Irwin Allen had been producing motion pictures for over twenty years before he wandered into the disaster genre. He had a pair of genre-defining hits with The Poseidon Adventure and The Towering Inferno, but that was about all the water Allen could draw from that well before bringing up sludge. Next came The Swarm (dreadful), then Beyond the Poseidon Adventure (sickening), and finally When Time Ran Out. According to the internet, so it must be true, Paul Newman, star of When Time Ran Out, was once asked if he regretted making any film. He answered, “That volcano movie.”

Released in 1980, When Time Ran Out was written by Carl Foreman and Stirling Silliphant, from a novel by Gordon Thomas and Max Morgan Witts. It was directed by James Goldstone, and is indeed “That volcano movie.”
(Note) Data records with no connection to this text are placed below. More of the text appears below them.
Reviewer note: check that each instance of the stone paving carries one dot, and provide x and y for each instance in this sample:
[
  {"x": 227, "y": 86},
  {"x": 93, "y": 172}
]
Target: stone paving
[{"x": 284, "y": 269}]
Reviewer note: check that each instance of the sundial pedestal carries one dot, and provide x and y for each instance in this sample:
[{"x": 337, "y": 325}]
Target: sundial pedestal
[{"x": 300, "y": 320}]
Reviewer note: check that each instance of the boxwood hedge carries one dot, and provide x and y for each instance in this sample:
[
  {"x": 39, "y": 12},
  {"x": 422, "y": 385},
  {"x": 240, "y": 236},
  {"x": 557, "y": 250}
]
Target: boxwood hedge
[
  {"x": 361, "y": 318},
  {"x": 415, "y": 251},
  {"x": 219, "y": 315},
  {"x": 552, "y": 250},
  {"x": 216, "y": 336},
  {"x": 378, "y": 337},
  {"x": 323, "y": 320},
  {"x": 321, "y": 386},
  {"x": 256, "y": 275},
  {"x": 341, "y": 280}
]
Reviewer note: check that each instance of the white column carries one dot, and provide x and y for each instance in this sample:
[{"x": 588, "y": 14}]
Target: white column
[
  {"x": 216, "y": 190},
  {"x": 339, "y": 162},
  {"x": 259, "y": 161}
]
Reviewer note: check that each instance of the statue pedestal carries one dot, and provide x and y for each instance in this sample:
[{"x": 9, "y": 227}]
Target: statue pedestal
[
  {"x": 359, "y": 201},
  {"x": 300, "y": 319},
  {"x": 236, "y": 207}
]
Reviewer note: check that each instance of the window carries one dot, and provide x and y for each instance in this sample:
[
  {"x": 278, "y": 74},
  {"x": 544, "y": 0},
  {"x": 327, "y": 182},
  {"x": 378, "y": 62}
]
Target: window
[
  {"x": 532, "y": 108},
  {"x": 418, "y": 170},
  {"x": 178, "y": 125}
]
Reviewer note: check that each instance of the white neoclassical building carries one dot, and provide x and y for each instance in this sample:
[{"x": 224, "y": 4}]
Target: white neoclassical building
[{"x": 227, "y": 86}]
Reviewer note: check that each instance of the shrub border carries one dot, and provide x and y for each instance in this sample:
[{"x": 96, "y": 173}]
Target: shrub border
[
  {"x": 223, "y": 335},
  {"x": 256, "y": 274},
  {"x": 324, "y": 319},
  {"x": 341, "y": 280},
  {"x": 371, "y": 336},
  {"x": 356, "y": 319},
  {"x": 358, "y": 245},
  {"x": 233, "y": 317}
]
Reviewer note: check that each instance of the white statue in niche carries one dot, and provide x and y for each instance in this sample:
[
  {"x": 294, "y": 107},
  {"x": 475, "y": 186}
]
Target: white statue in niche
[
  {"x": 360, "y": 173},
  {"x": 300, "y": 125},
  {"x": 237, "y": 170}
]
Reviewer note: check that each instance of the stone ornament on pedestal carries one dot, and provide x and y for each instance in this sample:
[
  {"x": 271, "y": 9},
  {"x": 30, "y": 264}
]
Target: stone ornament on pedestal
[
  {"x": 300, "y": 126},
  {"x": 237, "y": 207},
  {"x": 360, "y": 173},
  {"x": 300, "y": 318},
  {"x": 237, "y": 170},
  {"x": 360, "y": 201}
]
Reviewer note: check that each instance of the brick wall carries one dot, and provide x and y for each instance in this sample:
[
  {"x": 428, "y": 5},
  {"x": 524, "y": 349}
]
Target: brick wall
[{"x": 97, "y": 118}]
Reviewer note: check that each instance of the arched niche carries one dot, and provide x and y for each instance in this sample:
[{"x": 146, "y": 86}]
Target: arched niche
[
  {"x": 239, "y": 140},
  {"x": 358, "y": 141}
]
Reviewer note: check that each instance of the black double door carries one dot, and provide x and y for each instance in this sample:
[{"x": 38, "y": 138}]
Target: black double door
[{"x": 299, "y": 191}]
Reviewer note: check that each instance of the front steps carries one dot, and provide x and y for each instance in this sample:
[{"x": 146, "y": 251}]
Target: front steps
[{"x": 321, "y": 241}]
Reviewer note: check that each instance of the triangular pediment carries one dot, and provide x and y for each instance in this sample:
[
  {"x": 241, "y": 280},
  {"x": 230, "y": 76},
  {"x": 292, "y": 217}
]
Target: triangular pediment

Paul Newman stars as Hank Anderson, an oil wildcatter looking to strike it rich on a fictional Hawaiian island. Irwin Allen always managed to purchase talent for his flicks, so alongside Newman is William Holden as Shelby Gilmore, owner of a new resort on the island. His business partner is Bob Spangler (James Franciscus), son of a local land baron, who has inherited practically the entire island. Jacqueline Bisset plays Kay Kirby, who is caught in a love triangle with Hank and Shelby. Meanwhile, Bob has been having an affair with Hawaiian native Iolani (Barbara Carrera), unbeknownst to his wife, Nikki (Veronica Hamel).

But wait, there’s more. What is a tropical resort without guests?

Burgess Meredith and Valentina Cortese play Rene and Rose Valdez, who, I shit you not, are retired trapeze artists. Red Buttons and Ernest Borgnine round out the cast as crooked banker Francis Fendly and New York City Police Detective Tom Conti, who is on the island to nab Fendly and take him back to New York to face justice. That’s a lot of backstory and side action for a single movie, but it’s needed. Because, When Time Ran Outdespite having a budget of $20 million, it appears little of that went towards the volcano on the island. You know, the thing around which the movie revolves.

The volcano has decided to erupt, threatening to send a stream of lava down the mountainside and straight into the resort. Hank is practically frantic at the prospect, but many of the other people at the resort don’t seem to be in any rush to flee. That’s understandable, because the thing looming out of their hotel room windows has about all the sophistication of a backdrop made for a junior high school play. It has the basic shape of a volcano, but it’s almost as if the modelers and effects team were working from memory when they put together the volcano, using no photographs for reference.

The effects in this movie are embarrassing. At no point do they approach believability. Normally, this would be a bad thing. But this is Shitty Movie Sundays, where laughably bad special effects are endearing, and not a fatal flaw for a film. Irwin Allen and company were really pushing it with this nonsense, however.

As noted above, Hank is alarmed at the increasingly perilous situation at the resort. It’s an isolated location, with no rescue possible before the following day. Hank is convinced that’s too long to wait, so he decides to lead a group to the other side of the island where it is safe, over the vociferous objections of Bob Spangler. If this sounds somewhat familiar, that’s because Allen used this exact same plot device in The Poseidon Adventure. The scenes where the hero breaks off from the main group follow so closely in their respective films that the dialog could be swapped and viewers might not notice. That amount of recycling is shameless.

What worked in The Poseidon Adventure doesn’t work here, however. The action in this film is plodding, with only trace amounts of the tension that made The Poseidon Adventure such an enjoyable watch.

When Time Ran Out is, as it turns out, a very apt title. The film is the last gasp of a filmmaker bereft of any more good ideas. Back in the 1970s and ’80s, this type of formulaic crap was only good for a couple of films before folks started going bankrupt. Meanwhile, this past week, The Fate of the Furious passed $1.5 billion in global box office. The lesson, I guess, is that if you’re going to put garbage to film, at least make it spectacular. When Time Ran Out is a far worse film than Alien: Resurrection.